Musica senza classificazioni
Due canzoni dal disco di esordio di Tommaso Di Giulio, Per fortuna dormo poco
di Azzurra Tesei - Caffeina
Rock, pop, blues, jazz, funk: fin qui niente di strano, o di nuovo. Ma che dire del ”rock cinematografico”, “rock tragicomico”, o addirittura “rockantautorato”? Il punto è questo: siamo abituati a classificare. Si tratta di attività radicata a tal punto, da essere quasi spontanea per noi uomini inguaribili catalogatori di conoscenze. Ma di fronte al trift, anche la persona più tenace, razionale e logica si troverebbe spiazzata. È proprio questo curioso e divertente senso del disorientamento musicale che ci spinge ad ascoltare il primo disco di Tommaso Di Giulio: Per fortuna dormo poco. Di Giulio spiega che
«ll trift è la mia valvola di sfogo per sopportare di buon grado le definizioni e i tentativi di imbrigliamento a cui chiunque faccia canzoni è costretto a sottoporsi. Amo la musica in ogni sua sfaccettatura e spesso senza calcolarlo prima, mi ritrovo a scrivere pezzi molto eterogenei tra loro che risentono di tante influenze. Confesso che è più difficile farsi strada quando non si è immediatamente “classificabile” o riconducibile a quello o quell’altro artista, ma suonare il “non-genere”, il trift, è troppo liberatorio per rinunciarvi»
Tommaso Di Giulio – classe 1986, romano – ammette con orgoglio di lasciarsi ispirare da i Talking Heads, Franco Battiato, David Bowie e De André, maestri della libertà di espressione e della capacità di reggere il palcoscenico. È un piacere ascoltarlo, ma vista e udito sono il giusto connubio. Mosso da una forte istanza cinematografica afferma che,
«è proprio durante i concerti che mi sento veramente a mio agio. Dal vivo si è presenti a se stessi. Volendo parafrasare maldestramente le teorie zen potrei dire che mentre sono sul palco, entro in quello stato di “non mente” in cui a contare è solo il presente. Poche cose mi fanno sentire così vivo. A tutti gli effetti si tratta di un rituale, di un incontro, di uno scambio, come una rappresentazione teatrale. C’è però forse più cinema nelle mie canzoni che teatro. Sono un cinefilo cronico ma amo in generale le forme di spettacolo totale. Il teatro-canzone, sia quello di Brel che quello di Gaber, ne è un esempio».

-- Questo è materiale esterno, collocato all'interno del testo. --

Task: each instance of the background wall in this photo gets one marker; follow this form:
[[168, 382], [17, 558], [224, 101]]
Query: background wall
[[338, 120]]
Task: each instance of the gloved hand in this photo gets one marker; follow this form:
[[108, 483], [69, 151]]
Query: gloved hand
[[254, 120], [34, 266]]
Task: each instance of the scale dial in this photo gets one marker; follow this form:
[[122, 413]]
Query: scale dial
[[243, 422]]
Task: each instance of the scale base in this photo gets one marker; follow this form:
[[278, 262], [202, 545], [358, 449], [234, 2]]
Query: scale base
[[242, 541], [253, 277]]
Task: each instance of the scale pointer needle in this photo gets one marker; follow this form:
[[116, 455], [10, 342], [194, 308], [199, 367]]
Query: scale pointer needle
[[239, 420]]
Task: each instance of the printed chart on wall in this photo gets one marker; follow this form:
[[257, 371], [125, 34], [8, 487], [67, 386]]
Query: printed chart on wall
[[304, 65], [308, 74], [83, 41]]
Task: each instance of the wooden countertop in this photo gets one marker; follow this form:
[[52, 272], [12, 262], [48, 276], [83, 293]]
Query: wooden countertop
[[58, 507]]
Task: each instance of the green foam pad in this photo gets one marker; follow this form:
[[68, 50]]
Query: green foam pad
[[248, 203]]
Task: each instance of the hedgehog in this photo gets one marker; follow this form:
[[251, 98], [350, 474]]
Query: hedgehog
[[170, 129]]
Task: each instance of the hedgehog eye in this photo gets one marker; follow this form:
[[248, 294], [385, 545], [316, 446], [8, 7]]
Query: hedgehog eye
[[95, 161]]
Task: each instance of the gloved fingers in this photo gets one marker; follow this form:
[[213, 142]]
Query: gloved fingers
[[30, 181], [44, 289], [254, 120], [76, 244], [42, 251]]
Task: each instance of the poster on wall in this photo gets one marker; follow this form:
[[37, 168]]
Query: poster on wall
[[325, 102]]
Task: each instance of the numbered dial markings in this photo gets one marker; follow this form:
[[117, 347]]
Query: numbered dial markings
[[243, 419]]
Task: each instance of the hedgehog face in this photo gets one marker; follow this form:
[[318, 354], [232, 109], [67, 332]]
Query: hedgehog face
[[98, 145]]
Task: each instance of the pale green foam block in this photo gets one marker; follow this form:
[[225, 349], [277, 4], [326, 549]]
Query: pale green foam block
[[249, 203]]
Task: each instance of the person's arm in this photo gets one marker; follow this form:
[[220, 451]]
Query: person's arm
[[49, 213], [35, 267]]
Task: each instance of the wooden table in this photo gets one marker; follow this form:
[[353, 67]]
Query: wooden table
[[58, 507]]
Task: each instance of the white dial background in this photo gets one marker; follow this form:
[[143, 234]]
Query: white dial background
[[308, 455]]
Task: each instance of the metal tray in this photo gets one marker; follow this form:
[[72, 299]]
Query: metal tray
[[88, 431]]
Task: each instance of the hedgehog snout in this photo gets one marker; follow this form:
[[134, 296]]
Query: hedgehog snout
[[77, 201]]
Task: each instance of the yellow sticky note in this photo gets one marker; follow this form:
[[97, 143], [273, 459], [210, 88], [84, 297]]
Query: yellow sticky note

Di Giulio è rientrato tra i quattro finalisti di Musicultura e del sold out al Teatro Palladium il 19 marzo scorso, e ora partecipa a un progetto musicale importante e impegnato, come quello per la campagna ufficiale di Nicola Zingaretti. Nei confronti dell’odierna situazione politica e dell’Italia, descritta come il paese che tiene i giovani sempre a dieta, sostiene:
«Ero più positivo quando risposi all’appello di Zingaretti. Ora confesso di essere davvero amareggiato. C’è troppa gente che gioca a Monopoli o a Risiko con la vita delle persone. Di amici “troppo stanchi ed arrabbiati” ne ho a bizzeffe, che non hanno retto più e sono emigrati altrove.”Povera patria” davvero, come direbbe Francuzzo».
In un verso di Per fortuna dormo poco, uno dei dodici brani che dà il nome all’album d’esordio, Di Giulio canta Sogno meglio da sveglio: ciò che vorrebbe per il futuro è riuscire a vivere dignitosamente in Italia svolgendo l’unico lavoro che è in grado di fare davvero, cioè scrivere e suonare dal vivo canzoni che sanno divertire, commuovere e fare del bene. Dopo una tournée che ha già toccato Roma, Milano, Firenze e Perugia, il 3 maggio prossimo è atteso a Rieti.